前回は「水の八徳」について、お伝えしました。今回は「酒の七徳」ですよ。さらに、日本語の豊かさに酔いしれてしまうことでしょう。

 

吉川英治氏におそわったこと」には「酒の八徳」について、以下のように書かれています。

 

盃にそそがれた時のイロミ

 

盃を手にとった時のオモミ

 

唇に近づけた時のカオリ

 

口に入れた時のヌクミ

 

口いっぱいひろがるフクミ

 

のどを通る時のゴクリ

 

身体全体につたわって行くホロリ……

 

実に、ニュアンスが微妙で、豊富ですよね。しかし、これですと七徳しかありませんが、著者の扇谷正三さんは書き忘れたんですかね?

 

以上の理由から、このページでは「酒の七徳」としました。

 

様々な情報が飛び交う現代ですが、中身は貧困なものが多いように感じます。
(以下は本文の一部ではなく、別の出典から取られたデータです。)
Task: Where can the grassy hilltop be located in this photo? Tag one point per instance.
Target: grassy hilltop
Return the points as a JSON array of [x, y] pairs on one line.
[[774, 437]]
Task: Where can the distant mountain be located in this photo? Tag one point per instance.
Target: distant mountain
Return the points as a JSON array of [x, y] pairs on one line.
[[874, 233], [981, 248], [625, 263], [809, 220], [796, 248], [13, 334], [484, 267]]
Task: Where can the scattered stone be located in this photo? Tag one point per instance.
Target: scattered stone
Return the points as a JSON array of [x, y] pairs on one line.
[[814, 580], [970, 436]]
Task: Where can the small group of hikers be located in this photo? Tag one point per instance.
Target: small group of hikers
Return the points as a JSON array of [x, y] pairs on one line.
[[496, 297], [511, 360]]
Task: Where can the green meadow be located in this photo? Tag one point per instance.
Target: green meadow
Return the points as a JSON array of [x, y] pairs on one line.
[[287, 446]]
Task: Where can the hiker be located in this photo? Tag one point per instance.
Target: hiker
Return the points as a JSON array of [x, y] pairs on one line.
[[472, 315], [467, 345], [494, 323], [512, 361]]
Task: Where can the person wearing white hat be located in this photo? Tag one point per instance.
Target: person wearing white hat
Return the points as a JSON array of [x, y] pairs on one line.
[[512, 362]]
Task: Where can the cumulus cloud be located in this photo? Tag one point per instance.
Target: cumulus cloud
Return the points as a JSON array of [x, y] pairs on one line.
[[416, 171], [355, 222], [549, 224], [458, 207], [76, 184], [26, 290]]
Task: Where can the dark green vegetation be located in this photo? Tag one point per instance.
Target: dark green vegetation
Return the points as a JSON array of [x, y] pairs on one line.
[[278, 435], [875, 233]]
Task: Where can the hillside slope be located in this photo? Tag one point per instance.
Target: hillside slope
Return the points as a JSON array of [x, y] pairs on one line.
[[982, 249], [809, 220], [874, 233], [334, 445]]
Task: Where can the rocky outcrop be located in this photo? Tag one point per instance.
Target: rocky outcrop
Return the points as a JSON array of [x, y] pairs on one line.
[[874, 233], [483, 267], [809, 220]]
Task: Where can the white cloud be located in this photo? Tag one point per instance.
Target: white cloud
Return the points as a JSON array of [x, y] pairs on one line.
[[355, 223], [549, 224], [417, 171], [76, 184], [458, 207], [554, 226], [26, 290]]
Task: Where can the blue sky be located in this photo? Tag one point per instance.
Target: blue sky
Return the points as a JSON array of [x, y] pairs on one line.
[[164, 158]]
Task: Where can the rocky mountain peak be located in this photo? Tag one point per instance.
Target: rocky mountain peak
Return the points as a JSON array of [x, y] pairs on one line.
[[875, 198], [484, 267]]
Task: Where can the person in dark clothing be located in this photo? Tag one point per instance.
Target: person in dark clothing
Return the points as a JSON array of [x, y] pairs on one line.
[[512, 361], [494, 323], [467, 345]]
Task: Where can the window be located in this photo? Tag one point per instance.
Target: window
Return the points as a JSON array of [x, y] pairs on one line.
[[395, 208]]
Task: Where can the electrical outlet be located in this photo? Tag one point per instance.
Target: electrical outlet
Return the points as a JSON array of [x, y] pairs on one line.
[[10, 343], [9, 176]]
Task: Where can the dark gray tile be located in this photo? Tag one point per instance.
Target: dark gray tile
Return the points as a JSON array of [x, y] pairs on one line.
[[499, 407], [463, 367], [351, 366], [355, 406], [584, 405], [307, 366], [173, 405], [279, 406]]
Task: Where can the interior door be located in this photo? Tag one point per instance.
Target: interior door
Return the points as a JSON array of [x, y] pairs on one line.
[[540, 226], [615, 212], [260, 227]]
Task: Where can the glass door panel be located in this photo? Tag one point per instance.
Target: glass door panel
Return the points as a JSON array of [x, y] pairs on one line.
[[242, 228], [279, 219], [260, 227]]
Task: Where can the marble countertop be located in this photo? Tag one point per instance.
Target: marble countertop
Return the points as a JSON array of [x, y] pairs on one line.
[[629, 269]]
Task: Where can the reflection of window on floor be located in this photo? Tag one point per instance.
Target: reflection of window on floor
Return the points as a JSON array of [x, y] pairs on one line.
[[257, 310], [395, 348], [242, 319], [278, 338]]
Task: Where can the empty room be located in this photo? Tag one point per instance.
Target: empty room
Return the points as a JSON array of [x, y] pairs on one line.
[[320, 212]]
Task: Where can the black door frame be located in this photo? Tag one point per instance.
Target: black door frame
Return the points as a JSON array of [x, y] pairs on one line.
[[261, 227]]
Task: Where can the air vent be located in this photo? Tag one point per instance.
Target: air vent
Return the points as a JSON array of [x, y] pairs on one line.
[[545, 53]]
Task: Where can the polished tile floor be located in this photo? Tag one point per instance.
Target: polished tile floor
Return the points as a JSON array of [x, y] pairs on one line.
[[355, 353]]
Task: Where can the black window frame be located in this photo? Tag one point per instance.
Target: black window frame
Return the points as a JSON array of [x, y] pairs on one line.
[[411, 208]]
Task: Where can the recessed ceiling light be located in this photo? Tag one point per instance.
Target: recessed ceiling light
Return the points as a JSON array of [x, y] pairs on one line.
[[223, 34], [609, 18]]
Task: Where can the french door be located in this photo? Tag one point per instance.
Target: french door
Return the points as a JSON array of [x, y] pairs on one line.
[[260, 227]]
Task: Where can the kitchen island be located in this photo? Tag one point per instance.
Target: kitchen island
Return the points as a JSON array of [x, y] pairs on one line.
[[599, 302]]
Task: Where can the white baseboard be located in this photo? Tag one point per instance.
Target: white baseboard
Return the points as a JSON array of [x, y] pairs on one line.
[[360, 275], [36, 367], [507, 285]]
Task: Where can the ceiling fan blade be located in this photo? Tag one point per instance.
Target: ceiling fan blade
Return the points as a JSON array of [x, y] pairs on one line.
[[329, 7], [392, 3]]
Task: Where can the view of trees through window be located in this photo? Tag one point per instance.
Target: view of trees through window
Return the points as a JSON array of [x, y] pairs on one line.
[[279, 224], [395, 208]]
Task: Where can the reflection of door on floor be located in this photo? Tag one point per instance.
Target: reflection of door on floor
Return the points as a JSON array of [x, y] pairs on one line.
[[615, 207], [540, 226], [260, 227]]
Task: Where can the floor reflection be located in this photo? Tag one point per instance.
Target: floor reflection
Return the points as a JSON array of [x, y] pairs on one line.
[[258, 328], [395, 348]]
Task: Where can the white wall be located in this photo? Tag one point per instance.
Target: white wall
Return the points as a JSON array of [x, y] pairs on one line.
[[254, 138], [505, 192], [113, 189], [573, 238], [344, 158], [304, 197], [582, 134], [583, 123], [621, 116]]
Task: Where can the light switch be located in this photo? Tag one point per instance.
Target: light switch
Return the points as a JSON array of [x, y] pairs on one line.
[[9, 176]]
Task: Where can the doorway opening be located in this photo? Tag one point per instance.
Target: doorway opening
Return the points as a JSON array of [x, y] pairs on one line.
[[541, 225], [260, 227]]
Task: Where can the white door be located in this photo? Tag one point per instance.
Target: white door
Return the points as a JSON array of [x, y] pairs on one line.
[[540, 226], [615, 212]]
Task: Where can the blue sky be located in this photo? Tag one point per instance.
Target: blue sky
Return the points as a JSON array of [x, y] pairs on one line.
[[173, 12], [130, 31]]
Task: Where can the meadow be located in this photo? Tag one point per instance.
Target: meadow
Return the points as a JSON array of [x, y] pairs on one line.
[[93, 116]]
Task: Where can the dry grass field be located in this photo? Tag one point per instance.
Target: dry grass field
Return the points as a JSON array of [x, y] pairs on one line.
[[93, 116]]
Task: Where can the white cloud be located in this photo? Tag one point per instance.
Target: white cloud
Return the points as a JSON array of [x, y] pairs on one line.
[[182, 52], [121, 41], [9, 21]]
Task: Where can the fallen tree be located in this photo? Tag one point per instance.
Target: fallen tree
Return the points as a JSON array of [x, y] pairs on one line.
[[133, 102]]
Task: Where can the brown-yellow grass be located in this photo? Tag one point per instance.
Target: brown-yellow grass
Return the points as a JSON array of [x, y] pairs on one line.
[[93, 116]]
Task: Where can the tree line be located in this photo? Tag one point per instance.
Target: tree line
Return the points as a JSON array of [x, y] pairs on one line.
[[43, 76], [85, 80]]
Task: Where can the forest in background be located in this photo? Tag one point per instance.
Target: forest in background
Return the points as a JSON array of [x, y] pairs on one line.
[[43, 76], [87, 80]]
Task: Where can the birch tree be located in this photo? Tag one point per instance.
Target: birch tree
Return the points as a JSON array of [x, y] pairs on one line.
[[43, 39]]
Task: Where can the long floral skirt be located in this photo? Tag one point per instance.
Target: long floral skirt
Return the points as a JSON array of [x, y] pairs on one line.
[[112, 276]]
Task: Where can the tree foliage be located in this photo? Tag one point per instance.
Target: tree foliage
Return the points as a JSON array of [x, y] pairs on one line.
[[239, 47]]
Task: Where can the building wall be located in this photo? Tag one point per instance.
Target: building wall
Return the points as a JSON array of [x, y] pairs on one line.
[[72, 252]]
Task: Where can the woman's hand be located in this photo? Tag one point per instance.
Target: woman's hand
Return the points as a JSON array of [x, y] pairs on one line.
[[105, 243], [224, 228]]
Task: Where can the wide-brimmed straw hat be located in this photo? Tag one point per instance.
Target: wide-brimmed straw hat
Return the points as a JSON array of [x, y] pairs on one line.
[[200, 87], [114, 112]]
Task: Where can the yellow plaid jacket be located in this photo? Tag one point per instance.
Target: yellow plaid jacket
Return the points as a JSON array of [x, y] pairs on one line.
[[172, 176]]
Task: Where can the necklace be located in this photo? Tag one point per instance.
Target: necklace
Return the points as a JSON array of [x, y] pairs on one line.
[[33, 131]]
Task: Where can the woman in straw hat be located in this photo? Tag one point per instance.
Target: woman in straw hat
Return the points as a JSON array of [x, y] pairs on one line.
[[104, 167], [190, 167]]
情報はあふれかえっているのに、コンテンツは貧弱になってゆく時代は不幸だと言えそうです。

 

それと比べると、扇谷正三さんが紹介してくれた「水の八徳」と「水の七徳」は、素晴らしい。

 

日本語ってこれほど豊かだったのか、また人ってこれほどまでに人生を豊かに味わって生きていたのか、そのことに驚かされます。

 

心が渇いた時には、せめて「水の八徳」「酒の八徳」を思い返し、日本語の豊かさを噛みしめ、豊かな明日について、考えてみたいと思うのであります。

 

実は「酒の八徳」という特定の古い言い伝えや文献は存在せず、一般的には酒の効用を説いた「酒の十徳(または飲酒十徳)」として広く知られています。

 

室町時代や江戸時代の文献に記されており、百薬の長から旅の供まで、多様な効能が挙げられています。

 

「酒の十徳」とは、室町時代の狂言『餅酒(もちさけ)』や江戸時代の文献に記されている、お酒が持つ10の効能やメリットです。
適量のお酒は百薬の長として心身を和らげ、人間関係を円滑にすると伝えられています。
日本の古典で広く知られている代表的な十徳(江戸時代の随筆『百家説林』などより)は以下の通りです。
  • 礼を正し:礼儀や作法をわきまえさせる
  • 労をいとい:疲労をねぎらう
  • 憂をわすれ:悲しみや悩みを忘れさせる
  • 鬱をひらき:気分を明るく晴れやかにする
  • 気をめぐらし:血行を良くし体を温める
  • 病をさけ:さまざまな病気を遠ざける
  • 毒を消し:薬膳酒のように毒を解する
  • 人と親しみ:対人関係を円滑にし、仲良くなる
  • 縁を結い:人と人との新しい繋がりを作る
  • 人寿を延ぶ:健康をもたらし寿命を延ばす

 

また、狂言『餅酒』に登場する少し日常的な十徳では、「独居の友となる(孤独を慰める)」「万人と楽しむ(和合する)」「寒さに衣(寒さをしのぐ)」なども挙げられています。